If you haven’t yet seen Call Me By Your Name (out now), it’s one of the year’s must-see movies – a sensitive exploration of the dawning of sexuality set in a picturesque corner of Italy. It stars Armie Hammer and rising star Timothee Chalamet. And next week, hot young British actor Harrison Dickinson makes his astonishing debut as the lead in Beach Rats (out 24 Nov), playing a closeted teen in suburban New York who isn’t quite sure how to express his deep yearning for men. It’s sexy and beautifully observed. Both films are complex and unpredictable, refusing to play by the rules of gay cinema.

Three films in cinemas now feature feisty queer girls in ways that are entertaining for boys as well. Professor Marston and the Wonder Women is about the threesome that created the iconic comic book superhero, and it stars out actor Luke Evans. The Party is a ripping British black comedy about politics and relationships with an ace cast including Patricia Clarkson, Kristin Scott Thomas and Emily Mortimer as a lesbian pregnant with triplets. And from Norway, Thelma is a fiendishly original coming-of-age thriller about a teen with a startling gift.

And finally, here are some awards season movies that we’ll be hearing a lot about over the coming months.

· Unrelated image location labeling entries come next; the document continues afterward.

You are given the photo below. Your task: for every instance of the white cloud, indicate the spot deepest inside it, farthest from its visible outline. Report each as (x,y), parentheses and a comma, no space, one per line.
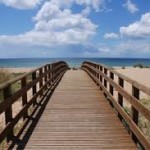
(55,26)
(131,7)
(21,4)
(111,36)
(138,29)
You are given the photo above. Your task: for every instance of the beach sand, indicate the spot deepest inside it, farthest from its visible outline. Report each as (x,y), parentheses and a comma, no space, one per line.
(141,75)
(18,70)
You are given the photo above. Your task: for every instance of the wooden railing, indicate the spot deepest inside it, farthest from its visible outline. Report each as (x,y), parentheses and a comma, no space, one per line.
(110,81)
(36,82)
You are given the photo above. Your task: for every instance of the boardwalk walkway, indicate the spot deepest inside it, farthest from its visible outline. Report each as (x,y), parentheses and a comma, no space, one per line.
(78,117)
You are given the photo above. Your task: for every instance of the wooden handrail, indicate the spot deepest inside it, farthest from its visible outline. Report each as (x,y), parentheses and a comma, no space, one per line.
(104,76)
(46,76)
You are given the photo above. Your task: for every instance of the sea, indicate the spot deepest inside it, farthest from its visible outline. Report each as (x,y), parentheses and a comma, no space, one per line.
(72,62)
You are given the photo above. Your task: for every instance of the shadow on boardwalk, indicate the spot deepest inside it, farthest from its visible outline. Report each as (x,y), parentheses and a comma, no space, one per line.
(22,138)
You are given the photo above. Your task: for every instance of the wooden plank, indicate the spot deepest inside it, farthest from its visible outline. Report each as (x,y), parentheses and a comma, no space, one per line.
(78,117)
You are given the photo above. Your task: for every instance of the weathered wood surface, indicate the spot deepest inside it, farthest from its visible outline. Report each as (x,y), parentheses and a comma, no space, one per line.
(78,117)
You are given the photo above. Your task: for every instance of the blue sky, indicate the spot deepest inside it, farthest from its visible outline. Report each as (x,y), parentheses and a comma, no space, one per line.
(74,28)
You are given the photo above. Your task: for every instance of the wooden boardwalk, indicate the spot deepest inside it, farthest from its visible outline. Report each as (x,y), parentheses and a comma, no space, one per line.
(78,117)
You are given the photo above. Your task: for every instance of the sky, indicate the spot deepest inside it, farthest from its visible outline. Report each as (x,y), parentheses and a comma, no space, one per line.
(74,28)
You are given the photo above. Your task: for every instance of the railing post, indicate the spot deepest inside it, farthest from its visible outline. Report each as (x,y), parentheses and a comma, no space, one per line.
(135,113)
(101,78)
(49,75)
(120,97)
(34,87)
(105,81)
(111,89)
(8,113)
(41,80)
(24,96)
(45,70)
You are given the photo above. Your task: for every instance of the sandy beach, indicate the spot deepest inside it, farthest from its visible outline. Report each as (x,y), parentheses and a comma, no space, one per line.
(17,70)
(141,75)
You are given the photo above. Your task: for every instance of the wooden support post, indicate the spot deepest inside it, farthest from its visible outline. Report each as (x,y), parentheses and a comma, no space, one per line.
(41,80)
(34,87)
(24,96)
(111,88)
(105,81)
(49,75)
(45,71)
(101,78)
(135,113)
(8,113)
(120,97)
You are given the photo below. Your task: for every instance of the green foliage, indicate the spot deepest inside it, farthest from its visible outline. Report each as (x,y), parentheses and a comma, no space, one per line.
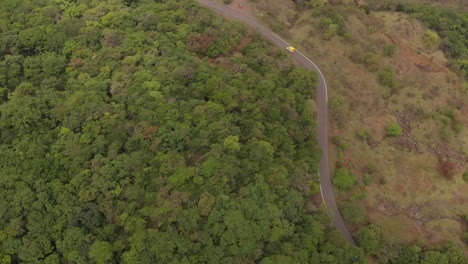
(394,130)
(122,142)
(364,135)
(368,179)
(370,239)
(465,176)
(353,212)
(101,252)
(231,143)
(344,180)
(432,40)
(389,50)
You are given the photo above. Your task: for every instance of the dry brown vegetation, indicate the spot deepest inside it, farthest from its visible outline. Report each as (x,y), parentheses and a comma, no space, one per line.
(417,178)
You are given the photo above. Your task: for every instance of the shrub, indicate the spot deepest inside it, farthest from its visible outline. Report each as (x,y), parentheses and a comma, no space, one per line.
(368,179)
(344,180)
(389,50)
(447,168)
(370,239)
(394,130)
(465,176)
(353,212)
(387,78)
(364,135)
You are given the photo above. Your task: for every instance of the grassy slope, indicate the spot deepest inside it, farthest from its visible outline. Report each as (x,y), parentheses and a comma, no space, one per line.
(415,194)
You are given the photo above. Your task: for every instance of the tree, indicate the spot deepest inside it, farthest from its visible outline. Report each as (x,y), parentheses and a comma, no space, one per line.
(231,144)
(370,239)
(101,252)
(344,180)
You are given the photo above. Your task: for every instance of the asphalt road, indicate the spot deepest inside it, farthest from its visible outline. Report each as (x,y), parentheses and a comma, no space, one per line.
(326,187)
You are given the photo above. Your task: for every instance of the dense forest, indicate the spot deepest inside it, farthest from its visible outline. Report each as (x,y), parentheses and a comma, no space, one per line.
(154,132)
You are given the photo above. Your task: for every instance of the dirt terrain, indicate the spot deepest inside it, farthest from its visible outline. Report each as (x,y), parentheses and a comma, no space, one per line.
(409,196)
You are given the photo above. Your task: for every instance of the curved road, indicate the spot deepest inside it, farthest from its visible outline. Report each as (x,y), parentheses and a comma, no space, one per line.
(326,187)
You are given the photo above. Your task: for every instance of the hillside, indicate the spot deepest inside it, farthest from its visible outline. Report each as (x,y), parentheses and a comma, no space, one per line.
(399,99)
(140,131)
(144,132)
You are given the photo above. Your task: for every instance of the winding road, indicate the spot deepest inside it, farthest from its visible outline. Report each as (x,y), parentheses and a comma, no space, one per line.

Some are taking their time to get to UK cinemas, but it’s worth the wait. Martin McDonagh’s Three Billboards Outside Ebbing, Missouri (Jan) has an almost unspoken gay twist that adds another layer of meaning to a blackly comical thriller as fierce Frances McDormand takes on racist cop Sam Rockwell. Guillermo Del Toro’s The Shape of Water (Feb) features Richard Jenkins as a gay man who can’t even speak those words in a remarkable fantasy about outsiders in 1950s America. Chile’s candidate for the Oscar, A Fantastic Woman (Mar) is the drop-dead gorgeous story of a trans woman who refuses to give in to bigotry. And France’s Oscar contender will be 120 Beats per Minute (Apr) a devastatingly moving account of romance among AIDS activists in 1990s Paris.